Scheduled Commercial Banks’ credit offtake rises 9.9 pc in Q1 FY26, PSBs lead momentum

Bank lending in India picked up steam in the first quarter of the financial year 2025-26, with scheduled commercial banks (SCBs) seeing a solid 9.9 per cent year-on-year growth in credit offtake. This boost came mainly from rising demand in housing loans, gold loans, and vehicle finance, according to a fresh report from Care Edge Ratings.

What fueled this growth? The MSME sector led the charge with an impressive 19.3 per cent jump, helping offset slower rises in areas like agriculture (6.8 per cent), industry (5.5 per cent), and services (9.6 per cent).
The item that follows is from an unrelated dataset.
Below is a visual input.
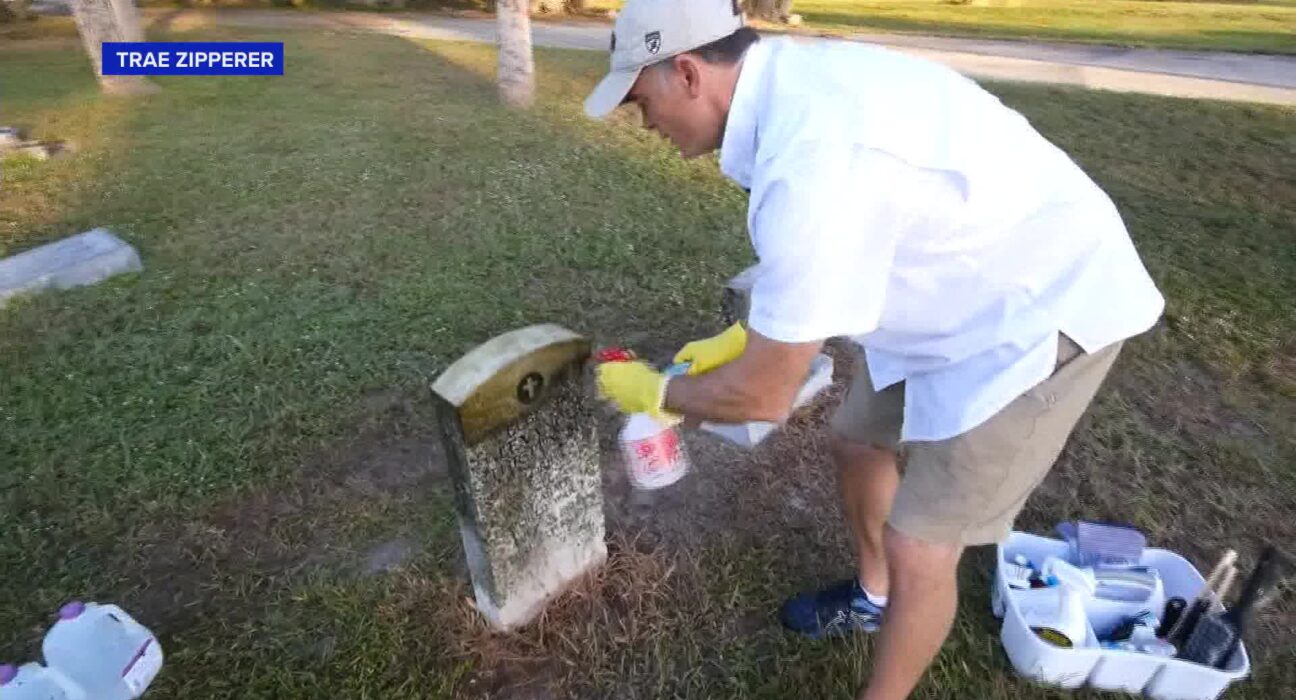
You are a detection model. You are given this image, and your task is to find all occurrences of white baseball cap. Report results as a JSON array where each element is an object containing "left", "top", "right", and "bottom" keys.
[{"left": 584, "top": 0, "right": 744, "bottom": 119}]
It’s clear that small businesses and personal loans are driving the credit expansion in India right now.

Public sector banks (PSBs) continue to shine, outpacing private sector banks (PVBs) for the third straight quarter. Why? PSBs have more room to lend thanks to their stable credit-to-deposit (CD) ratios, giving them an edge over private players.

Regionally, the northeastern states stole the show with 13.7 per cent annual growth in bank credit, while rural areas grew the fastest at 12.8 per cent. This highlights how banking services are reaching even remote corners of the country.
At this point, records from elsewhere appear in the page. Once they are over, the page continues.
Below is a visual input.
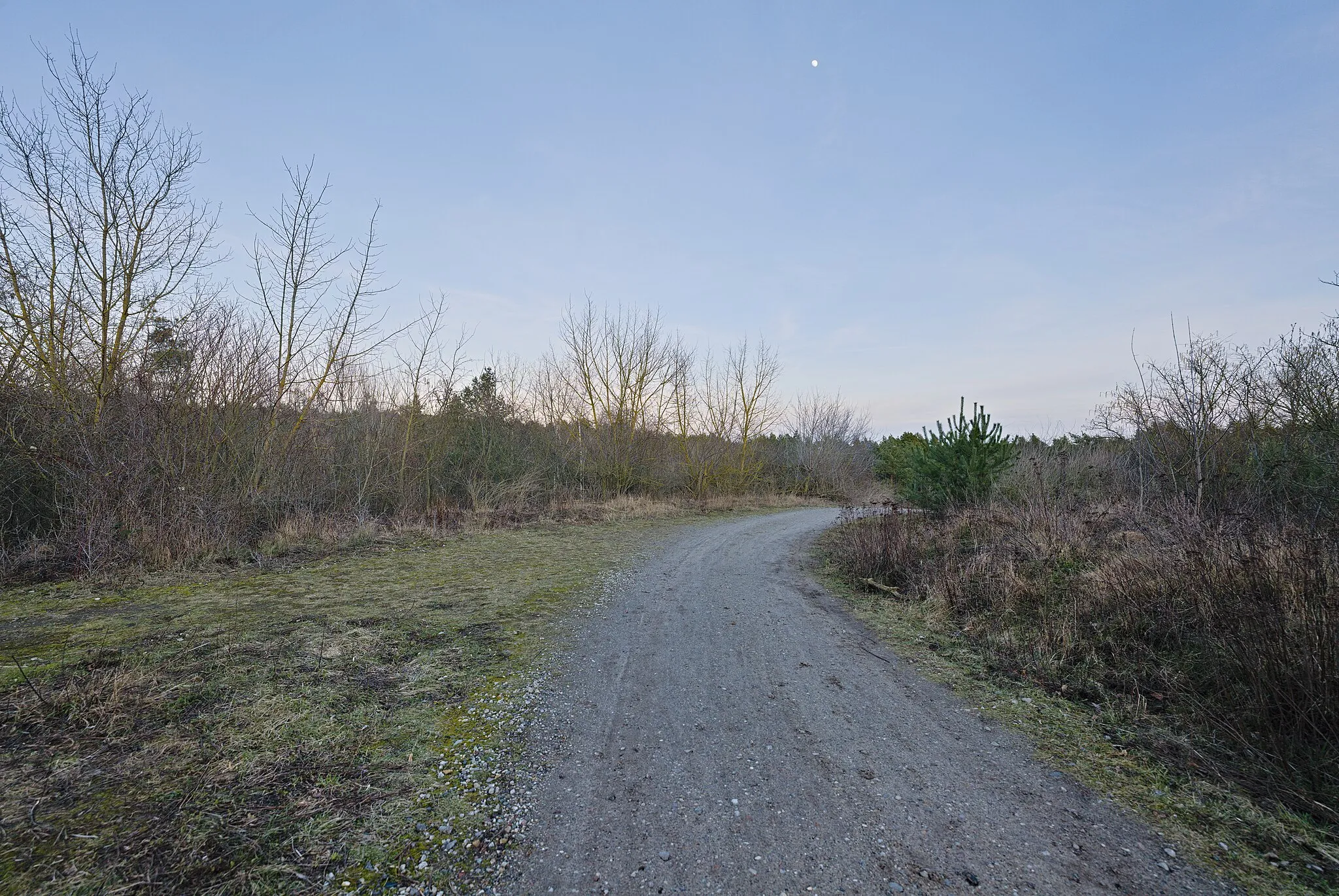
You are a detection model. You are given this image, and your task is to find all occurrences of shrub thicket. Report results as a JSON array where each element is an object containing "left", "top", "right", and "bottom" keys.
[
  {"left": 0, "top": 44, "right": 870, "bottom": 574},
  {"left": 832, "top": 319, "right": 1339, "bottom": 823}
]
On interest rates, things look promising for borrowers. In June, outstanding credit in the 7-8 per cent bracket climbed to Rs 33.1 lakh crore, up from Rs 20 lakh crore a year earlier. Low-rate loans under 6 per cent also surged to Rs 18.3 lakh crore from Rs 5.3 lakh crore. Meanwhile, high-interest loans above 11 per cent dipped to Rs 27 lakh crore from Rs 30.3 lakh crore. Banks seem to be shifting focus to mid-range yields, making loans more affordable for many.
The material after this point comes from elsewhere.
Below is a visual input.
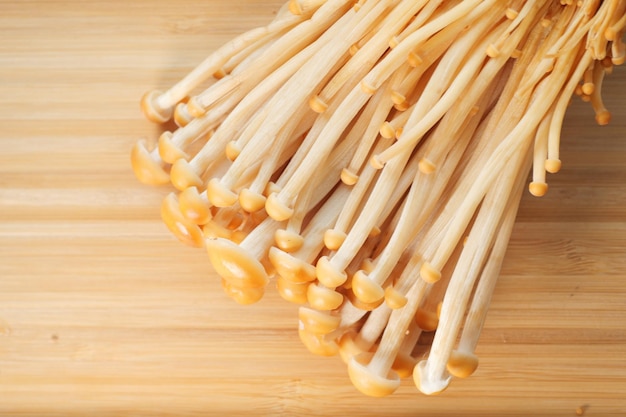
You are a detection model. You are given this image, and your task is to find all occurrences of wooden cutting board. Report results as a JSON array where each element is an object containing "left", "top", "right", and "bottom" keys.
[{"left": 0, "top": 0, "right": 626, "bottom": 416}]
Deposits grew even faster than credit, at 10.9 per cent year-on-year, thanks to aggressive campaigns by private banks and attractive rates on certain products. In total, deposits swelled by Rs 22.6 lakh crore by June 2025. As a result, the CD ratio eased to 79.6 per cent from 80.4 per cent last year—a drop of 78 basis points—showing deposits are outrunning credit growth.

The RBI’s recent rate cuts have improved liquidity, narrowing the gap between credit and deposits compared to before. Overall, this points to a healthier banking sector in India, with steady growth in bank loans and deposits setting a positive tone for the economy.